Not surprising and that’s how and why Torture was endorsed and approved of. These scumbags all knew it was happening – as did any peon who took a few moments to do more in-depth research. Gitmo, Bagram, Abu Gahraib – when did we NOT know that Torture was being inflicted? DiFi stands on her hind legs and brays out plausible deniability for herself, W, dick the Cheney, et al. Oh really? Gimme a break.
Sure Mary Jo White knew and approved. That’s how she rolls. And that’s why she’s Chair of the SEC.
Got it.
It is difficult, now at the end of time, to make up a story that makes sense of everything that is going on. Mary Jo is such a weird little tough girl, ever loyal to her cause, with her actions being so contrary to everything good and honorable. But even looking directly at it, it is still unbelievable (as in everyone wants to deny this crap is happening) that democracy and capitalism are being rescued by totalitarianism and modern feudalism.

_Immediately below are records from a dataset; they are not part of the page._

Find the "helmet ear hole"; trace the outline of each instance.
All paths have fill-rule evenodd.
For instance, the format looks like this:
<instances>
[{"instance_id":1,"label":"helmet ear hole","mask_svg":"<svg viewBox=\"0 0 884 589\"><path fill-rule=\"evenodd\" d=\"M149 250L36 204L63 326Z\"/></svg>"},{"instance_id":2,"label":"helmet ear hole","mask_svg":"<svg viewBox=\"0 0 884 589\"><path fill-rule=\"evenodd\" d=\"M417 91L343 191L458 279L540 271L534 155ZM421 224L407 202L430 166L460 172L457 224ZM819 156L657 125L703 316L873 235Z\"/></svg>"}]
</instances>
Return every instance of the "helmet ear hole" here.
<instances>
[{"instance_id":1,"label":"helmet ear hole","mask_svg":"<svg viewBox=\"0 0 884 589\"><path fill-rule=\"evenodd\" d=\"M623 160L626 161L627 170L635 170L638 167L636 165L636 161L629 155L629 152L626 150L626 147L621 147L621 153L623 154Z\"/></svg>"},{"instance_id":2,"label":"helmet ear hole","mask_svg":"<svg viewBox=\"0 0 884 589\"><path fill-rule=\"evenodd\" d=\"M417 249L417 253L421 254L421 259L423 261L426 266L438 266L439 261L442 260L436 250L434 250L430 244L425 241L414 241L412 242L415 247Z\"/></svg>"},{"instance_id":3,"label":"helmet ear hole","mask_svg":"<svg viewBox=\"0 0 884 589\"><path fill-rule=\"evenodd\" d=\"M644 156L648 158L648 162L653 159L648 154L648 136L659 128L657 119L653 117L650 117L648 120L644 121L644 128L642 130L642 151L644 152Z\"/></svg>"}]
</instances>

Looks like we got another scumbag to ship off to the Hague for trial. As the treaty body for the ICCPR put it,
“The State party should ensure that all cases of unlawful killing, torture or other ill-treatment, unlawful detention, or enforced disappearance are effectively, independently and impartially investigated, that perpetrators, including, in particular, persons in command positions, are prosecuted and sanctioned, and that victims are provided with effective remedies. The responsibility of THOSE WHO PROVIDED LEGAL PRETEXTS FOR MANIFESTLY ILLEGAL ACTS should also be established.” (emphasis added to get it through Mary Joe White’s thick skull)
Acquiescence to torture breaches the Convention Against Torture. Acquiescence to torture is a prerequisite for elite US government status. There’s a lot to be said for Francis Boyle’s point that the US government as a whole is a criminal enterprise. Just like other gang-bangers, crime is your initiation.
Cowardice and toadyism seem to be highly correlated with membership in the pro-torture set. Great catch, Yves.